First one up is a post that is concerned with an unpatched Drupal vulnerability. In this post, Lindsay O'Donnell of Threatpost reveals how the bug dubbed Drupalgeddon 2 was exploited in a cryptojacking attack that targeted a Make-A-Wish Foundation site and likely a number of other sites as well. Apparently, hackers were successfully leveraging this bug along with an unpatched instance of the Drupal publishing platform to mine the Monero cryptocurrency.
Next up is Aleksi Peebles’ blog post about Drupal's Layout Initiative and component based theming. He explores the notion of an alternative non-visual UI for Layout Builder, while also reminding that experimental core modules should be limited to experimentation and not find their way into production.
Moving on, we have an extensive post by Hook 42's Ryan Bateman which is in fact a kind of GatsbyJS tutorial for Drupalers. It is intended for people who are already familiar with Drupal, but want to see how GatsbyJS can help with decoupling their Drupal site. It even has a super-short React tutorial hiding within it! (But you’ll most likely need some prior knowledge of React to be able to follow the entire tutorial.)
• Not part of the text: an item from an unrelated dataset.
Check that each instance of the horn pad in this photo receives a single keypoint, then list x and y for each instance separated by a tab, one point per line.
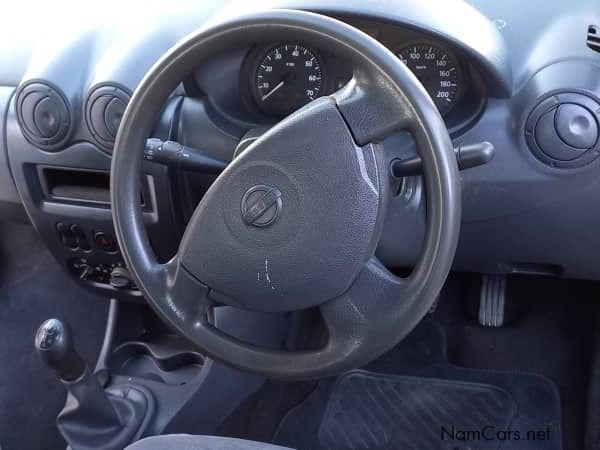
292	220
The fourth blog post that was the most memorable is Samuel Mortenson’s presentation of Tome, a static site generator for Drupal 8. He delves into the challenges he faced while creating Tome’s beta version, from finding his niche to realizing he needs to cater to diverse audiences. He concludes the post with a list of issues he still has to take into account going forward.
The next post we’d like to point out is the introduction of the Drupal Governance Task Force 2018 Proposal by Adam Bergstein, also known as nerdstein, of Hook 42. Due to Drupal’s increasing success, some level of governance is necessary to ensure a sustainable future for Drupal. According to Adam and other members of the Governance Task Force, there are two crucial things to establish: a new community governance structure and a framework for community evolution.
We continue with Dries’ thoughts on the end of PHP 5. The godfather of Drupal urges everyone who has not yet upgraded from PHP 5 to do so as soon as possible, as security support for the outdated version will cease with 2019. Not beating around the bush, he concludes by thanking both the PHP and the Drupal communities for all the hard work they’ve been doing.
This next post was again written by Dries. It explains how Paychex used Drupal to double its traffic and managed to beat their launch goals. With the help of Acquia, the payroll services company replatformed on Drupal and beat its original launch goal by a long shot. As a bonus, the post also includes a Q&A video with Paychex’s digital marketing manager, Erica Bizzari.
We’re finishing November’s list with a blog post by Suzanne Dergacheva, co-founder of Evolving Web. Together with a group within the Drupal community, Suzanne has been working on researching ways to improve the user experience of Drupal content editors. In her post, she relates the results of the thorough study on content editors’ interaction with different CMS.